Escuché movimiento de hojarasca tras de mí. Supuse que se trataría de corzo esquivo, o de un ciervo, pero no, era simplemente el viento que arrastraba hojas muertas tras de mí, como una ruidos y diminuta escolta. Los árboles se aferraban a las rocas calizas que por aquí y por allá mostraban su cara más blanca, tapizadas parcialmente con musgos brillantes que se me aparecían como mejillas mofletudas de un gordo niño de Marte.

Un poco más adelante, cuando el bosque ya me cubría por completo, salió a mi paso Basajaun.
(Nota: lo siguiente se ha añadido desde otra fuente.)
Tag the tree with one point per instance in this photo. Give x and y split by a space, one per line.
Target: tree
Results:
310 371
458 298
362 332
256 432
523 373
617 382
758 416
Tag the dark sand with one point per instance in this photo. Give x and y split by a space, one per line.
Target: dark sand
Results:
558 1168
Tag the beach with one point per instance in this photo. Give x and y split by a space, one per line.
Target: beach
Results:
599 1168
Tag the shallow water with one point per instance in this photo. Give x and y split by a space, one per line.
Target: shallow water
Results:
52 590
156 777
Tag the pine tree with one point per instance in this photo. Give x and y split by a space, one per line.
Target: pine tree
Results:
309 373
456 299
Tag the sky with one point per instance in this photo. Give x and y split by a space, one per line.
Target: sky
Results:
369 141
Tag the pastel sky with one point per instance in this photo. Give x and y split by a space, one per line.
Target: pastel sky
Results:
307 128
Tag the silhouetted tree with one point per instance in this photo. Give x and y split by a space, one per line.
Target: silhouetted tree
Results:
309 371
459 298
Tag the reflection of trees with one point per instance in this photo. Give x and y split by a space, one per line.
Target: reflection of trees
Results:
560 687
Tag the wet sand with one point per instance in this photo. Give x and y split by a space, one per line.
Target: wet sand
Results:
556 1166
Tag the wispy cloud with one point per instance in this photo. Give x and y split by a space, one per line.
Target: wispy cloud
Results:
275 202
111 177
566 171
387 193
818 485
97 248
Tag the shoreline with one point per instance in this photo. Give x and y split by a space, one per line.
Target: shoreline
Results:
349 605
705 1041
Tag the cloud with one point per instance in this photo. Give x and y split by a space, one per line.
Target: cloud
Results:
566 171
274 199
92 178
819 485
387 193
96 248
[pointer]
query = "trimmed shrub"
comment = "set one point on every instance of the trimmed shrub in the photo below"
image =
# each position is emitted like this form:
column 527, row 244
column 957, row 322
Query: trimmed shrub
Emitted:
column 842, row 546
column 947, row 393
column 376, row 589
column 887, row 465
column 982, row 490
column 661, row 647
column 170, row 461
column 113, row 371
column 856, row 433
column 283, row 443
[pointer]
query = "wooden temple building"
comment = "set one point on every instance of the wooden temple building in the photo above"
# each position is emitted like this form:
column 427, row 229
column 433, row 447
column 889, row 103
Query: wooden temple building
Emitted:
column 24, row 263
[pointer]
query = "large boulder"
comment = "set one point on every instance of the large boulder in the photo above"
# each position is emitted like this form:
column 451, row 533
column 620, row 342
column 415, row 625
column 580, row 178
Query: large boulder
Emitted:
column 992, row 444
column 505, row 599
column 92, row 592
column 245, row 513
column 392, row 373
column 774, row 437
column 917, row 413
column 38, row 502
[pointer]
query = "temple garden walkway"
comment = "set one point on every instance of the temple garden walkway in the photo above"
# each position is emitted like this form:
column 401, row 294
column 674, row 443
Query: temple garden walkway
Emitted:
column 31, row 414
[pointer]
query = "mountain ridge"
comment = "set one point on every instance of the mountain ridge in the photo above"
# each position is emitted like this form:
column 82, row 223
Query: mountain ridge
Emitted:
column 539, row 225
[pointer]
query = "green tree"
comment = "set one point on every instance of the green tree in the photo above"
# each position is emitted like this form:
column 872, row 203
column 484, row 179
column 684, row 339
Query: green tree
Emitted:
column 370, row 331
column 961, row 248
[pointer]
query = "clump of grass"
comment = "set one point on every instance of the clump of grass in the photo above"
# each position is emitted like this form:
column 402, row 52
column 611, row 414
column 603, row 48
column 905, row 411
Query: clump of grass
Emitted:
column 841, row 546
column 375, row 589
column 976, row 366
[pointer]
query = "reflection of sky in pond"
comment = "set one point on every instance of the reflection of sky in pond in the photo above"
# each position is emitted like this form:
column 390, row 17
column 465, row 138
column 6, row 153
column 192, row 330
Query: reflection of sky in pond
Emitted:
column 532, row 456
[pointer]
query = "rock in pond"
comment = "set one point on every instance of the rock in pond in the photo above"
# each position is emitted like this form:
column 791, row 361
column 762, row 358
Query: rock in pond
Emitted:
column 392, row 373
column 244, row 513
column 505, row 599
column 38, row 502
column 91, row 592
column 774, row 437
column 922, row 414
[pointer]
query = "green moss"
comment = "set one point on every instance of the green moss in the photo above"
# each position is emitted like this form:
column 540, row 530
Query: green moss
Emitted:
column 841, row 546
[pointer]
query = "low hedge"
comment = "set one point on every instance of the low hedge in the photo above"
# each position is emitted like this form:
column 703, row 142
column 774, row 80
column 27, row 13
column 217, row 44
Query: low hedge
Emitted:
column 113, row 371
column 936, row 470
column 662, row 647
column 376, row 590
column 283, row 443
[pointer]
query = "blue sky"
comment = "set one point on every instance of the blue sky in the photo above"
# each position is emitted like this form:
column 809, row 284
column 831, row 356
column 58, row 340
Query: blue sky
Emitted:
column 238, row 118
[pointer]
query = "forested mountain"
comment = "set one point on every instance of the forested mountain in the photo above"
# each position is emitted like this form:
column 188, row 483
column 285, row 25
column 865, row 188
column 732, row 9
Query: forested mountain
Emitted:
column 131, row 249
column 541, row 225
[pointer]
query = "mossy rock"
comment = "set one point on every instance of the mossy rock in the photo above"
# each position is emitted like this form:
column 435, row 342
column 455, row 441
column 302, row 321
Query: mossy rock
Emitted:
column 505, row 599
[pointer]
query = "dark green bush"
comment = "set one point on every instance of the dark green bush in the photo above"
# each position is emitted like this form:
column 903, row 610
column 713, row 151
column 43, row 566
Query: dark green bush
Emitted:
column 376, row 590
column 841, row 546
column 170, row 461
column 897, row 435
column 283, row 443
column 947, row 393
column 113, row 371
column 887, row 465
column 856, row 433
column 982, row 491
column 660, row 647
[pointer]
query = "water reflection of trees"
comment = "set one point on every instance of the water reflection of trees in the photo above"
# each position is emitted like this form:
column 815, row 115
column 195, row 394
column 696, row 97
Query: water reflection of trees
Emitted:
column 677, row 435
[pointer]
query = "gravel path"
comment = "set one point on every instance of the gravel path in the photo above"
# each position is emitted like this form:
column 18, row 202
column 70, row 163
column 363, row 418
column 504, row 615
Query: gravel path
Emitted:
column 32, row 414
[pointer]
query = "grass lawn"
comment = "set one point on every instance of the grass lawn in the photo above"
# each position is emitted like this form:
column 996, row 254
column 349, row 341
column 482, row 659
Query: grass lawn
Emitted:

Había venido, según me dijo, desde lejos para comprobar el estado de un hayedo jovenzuelo y descuidado. Le preocupaba la salud de algunas jóvenes hayas, aún inexpertas en el arte de desprenderse de lo que ya no hace falta.

Charlamos animadamente de nuestras cosas. Le hablé de ti, me comentó con cariño que te vio con nosotros caminando por Bertiz, y que susurró dulces palabras a tus oídos atentos. Que esperaba que esos problemas que te encarcelan puedan ir poco a poco menguando, como mengua el sol en estos días de otoño. Todo esto lo hablamos en absoluto silencio, como se hablan las cosas del bosque.  Se despidió mi amigo con un hasta pronto susurrado por las hojas de un roble que se desprendían del cielo, dulce lluvia roja sobre mi cabeza y mi alma.

El maullido de un milano me despertó de ensoñaciones arbóreas. Se oían diversos mosquiteros, bisbiseaban por cientos los bisbitas en el prado cubierto de ovejas blancas y de crocos morados. El sendero reviraba entre espectaculares estructuras kársticas; diríase que hace milenios aquí hubo una imponente basílica, quizá edificada por trasgos y gentiles, y ahora sus ruinas se desperdigaban por el bosque, que poco a poco las absorbe como se asimilan las cosas con el tiempo.  

De pronto, tras un recoveco del sendero, apareció ante mí un cónclave de brujas del bosque. Habría al menos diez. Tan pronto como me vieron, desaparecieron. Dos de ellas se convirtieron en arrendajos, y salieron volando sin dejar de escupir improperios entre graznidos ásperos. Al menos otras tres, supongo que las más jóvenes, se tornaron en bellas mariposas de colores y se posaron aquí y allí, no muy lejos, en las flores amarillas de los brezos. Otras dos se perdieron inmediatamente por el agujero negro de una sima que allí había; aún me dio tiempo a distinguir el reflejo de las escamas de su cola de pez, chispeando ante el sol de la tarde. Del resto, no recuerdo. Solo sé que la más vieja se puso de pie, apoyándose en un rama seca de roble a modo de cayado. Ante mis ojos, en cuestión de un instante, la rama creció engullendo a la bruja, convirtiéndola en un retorcido árbol muerto en el que se posaban dos pájaros carpinteros blancos, negros y rojos. 

Me hubiese gustado participar en aquel animado consejo del bosque, aunque fuera como mero oyente. Pero supongo que las brujas aún no confían en nosotros, tras siglos de destrucción que hoy continúa. Así se lo dije al árbol muerto, inmóvil, que parecía apartar la vista de mi vista. De todas maneras, solicité de la sorguiña el permiso para retratarla con mi cámara. Ella me preguntó en sueños qué haría con esa foto. Y yo le dije que era para ti. Ella se puso de perfil, mostrando su ganchuda nariz sin recato, y así la retraté, para que hoy me creas y sepas que hay bosques como este en el que la magia aflora a la realidad entre los sueños y los deseos, entre certezas y promesas. 

El bosque de Ursario quedó allí, en las inmensidades pirenaicas de Irati. Al pie de Urkullu, donde hace milenios los romanos levantaron una torre inmensa, símbolo de la torpeza humana convencida de poder controlarlo todo. Yo, esquivando los dólmenes que cuajan estos prados, me perdí por el collado de Azpegi no sin despedirme de mis amigos, de esos con los que sueño desde niño.